“He’s a freak,” said Mr. Daly. He cocked a shrewd appraising squint at her side face. “Say, I was piping it off through the front window when the old battle-ax towed him in and interduced him to you gals, and the way it looked to me you kind of ducked soon as he began shooting conversation at you.”
“Never mind that part of it,” she countered. “Who is he and where did he come from? Or, don’t you know? All I caught was his name. Teal, something like that.”
“Teal, huh? Swell name for an old duck, I’ll claim. Jimmy Hoster yonder was just giving me the low-down on him. It seems like Chief Gillespie—you know, director with the Lobel outfit—well, Gillespie he piped him off down there in Alabama or wherever it was down South that he’s had his bunch on location, shooting stuff for that new costume picture that Winifred Desiree and Basil Derby are being featured in. So Gil brought him along with ’em when they got back this morning, figuring, I guess, on using him in that picture or else in something else.
“They had him over on the Lobel lot this afternoon and they tell me he went big just on his looks. Well, you got to hand it to that Gillespie—he’s some picker. If that old boy only had one of these here white goatees on his chin instead of those mountain-goat drapes, he’d be the most perfect Southern Colonel ever I saw in the fillums or on the talking stage, either one. But he’s the first one ever I saw—you know what I mean, O. K. in every touch—outside of a book or a show shop. I figure quite a lot of ’em around here will be wanting him.”

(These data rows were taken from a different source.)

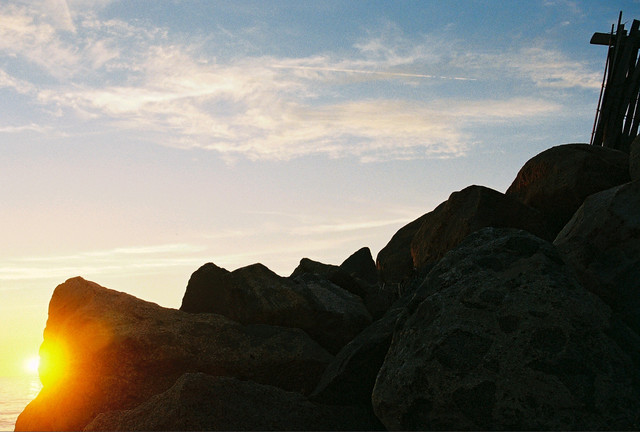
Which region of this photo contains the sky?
[0,0,640,376]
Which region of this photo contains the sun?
[23,355,40,375]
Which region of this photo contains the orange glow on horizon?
[38,341,69,385]
[22,355,40,375]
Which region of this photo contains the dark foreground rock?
[180,263,371,353]
[85,374,379,431]
[554,180,640,334]
[16,278,332,430]
[629,136,640,181]
[506,144,630,237]
[377,185,553,285]
[372,228,640,430]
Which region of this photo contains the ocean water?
[0,375,42,431]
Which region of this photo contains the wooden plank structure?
[591,12,640,153]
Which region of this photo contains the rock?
[411,186,552,269]
[290,258,367,299]
[372,228,640,430]
[290,255,396,319]
[376,212,430,291]
[340,247,378,285]
[16,278,332,430]
[85,373,377,431]
[309,308,402,409]
[554,181,640,334]
[629,135,640,180]
[506,144,630,237]
[180,263,371,353]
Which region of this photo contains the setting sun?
[23,355,40,374]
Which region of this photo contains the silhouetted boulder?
[16,278,332,430]
[180,263,371,353]
[340,247,378,285]
[378,185,552,284]
[310,308,402,409]
[376,214,424,287]
[290,253,396,319]
[554,180,640,334]
[629,135,640,180]
[372,228,640,430]
[411,186,552,269]
[506,144,630,237]
[85,374,378,431]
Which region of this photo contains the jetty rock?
[372,228,640,430]
[377,185,553,284]
[16,278,332,430]
[554,180,640,335]
[85,373,381,431]
[180,263,372,353]
[506,144,630,239]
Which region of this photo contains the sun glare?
[23,355,40,375]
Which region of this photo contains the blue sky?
[0,0,640,372]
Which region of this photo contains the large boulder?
[376,213,428,291]
[506,144,630,237]
[554,180,640,334]
[411,186,552,269]
[629,135,640,180]
[340,247,398,320]
[290,253,396,319]
[372,228,640,430]
[340,247,378,285]
[85,373,378,431]
[377,185,553,284]
[16,278,332,430]
[180,263,371,353]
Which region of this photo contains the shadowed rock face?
[180,260,371,353]
[378,185,553,284]
[85,374,380,431]
[16,278,332,430]
[506,144,630,238]
[554,180,640,335]
[372,228,640,430]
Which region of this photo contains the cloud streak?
[0,0,597,162]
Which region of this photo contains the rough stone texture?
[309,308,402,408]
[506,144,630,237]
[290,258,367,299]
[340,247,378,285]
[340,247,398,320]
[85,374,378,431]
[180,263,371,353]
[290,255,397,319]
[411,186,553,269]
[376,212,430,287]
[16,278,332,430]
[629,135,640,180]
[554,181,640,334]
[372,228,640,430]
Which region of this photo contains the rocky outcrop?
[180,263,371,353]
[16,278,332,430]
[85,374,379,431]
[290,253,397,319]
[506,144,629,237]
[629,136,640,181]
[376,213,428,287]
[372,228,640,430]
[16,140,640,430]
[554,180,640,334]
[411,186,552,269]
[378,185,553,284]
[340,247,378,285]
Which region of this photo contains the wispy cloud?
[0,0,597,162]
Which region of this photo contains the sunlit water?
[0,375,42,431]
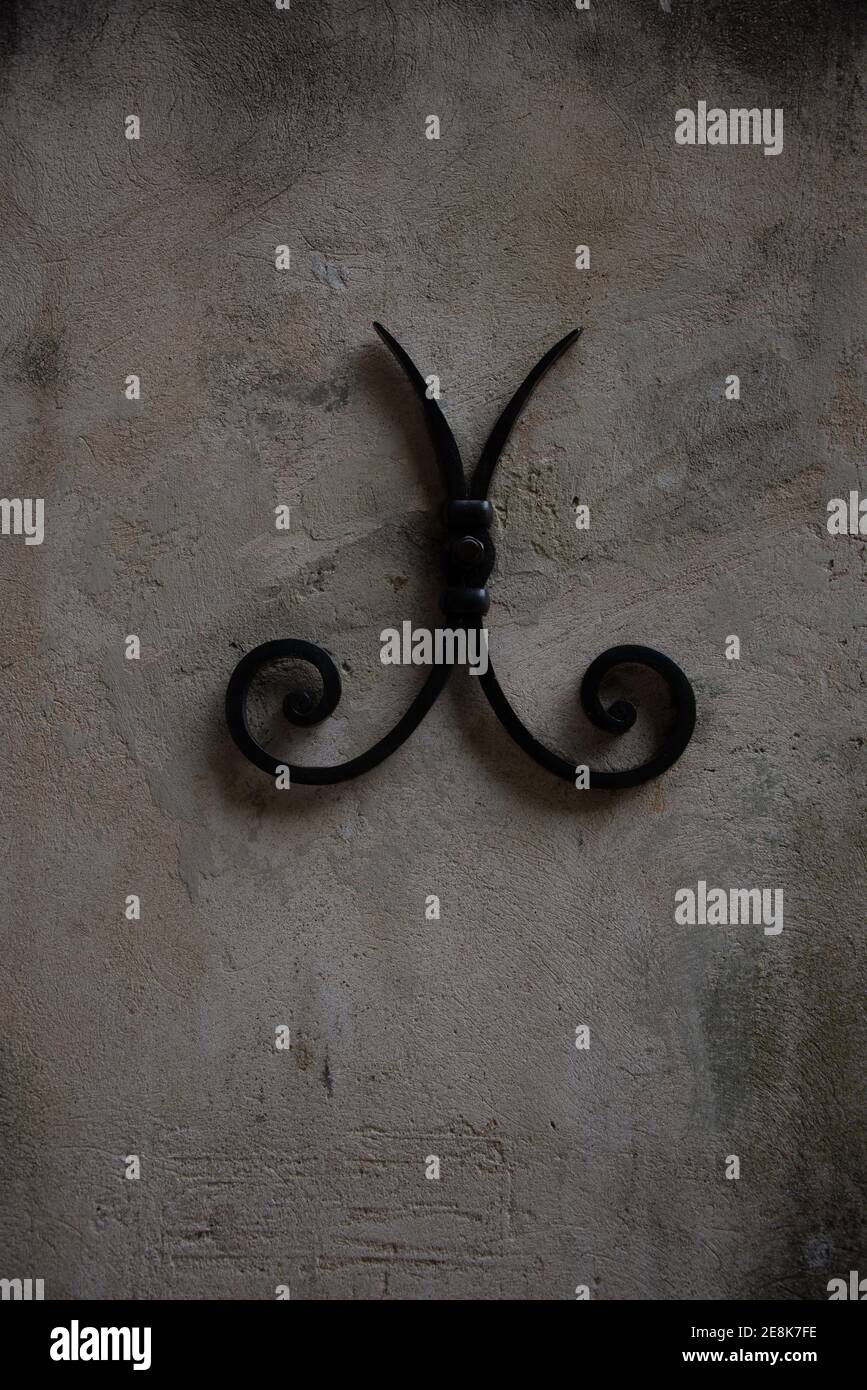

“I wish somebody would decide they wanted me,” she said. “This just hanging round and hanging round gets on my nerves—not to speak of other reasons.”
“Well, ain’t I told you I’m on the look-out for something for you? Ain’t I told you all about what I been doing ’specially on your account? But with a million of these janes from all over the country swarming in here and fighting for every chance that turns up, it’s kind of hard making an opening for a new hand.”
“If I could just get on once, even as an extra, I’d show ’em something.”
“If you’d listen to reason, kid, and be good to me”—he sank his voice—“you know, be a real little cozy pal, I’ll guarantee you’ll be something better than an extra. A fella likes to be a good fella and a good sport and all, and go through for somebody, but what I say is he’s due his reward. Now, ain’t he?”
The girl seemed not to have heard him.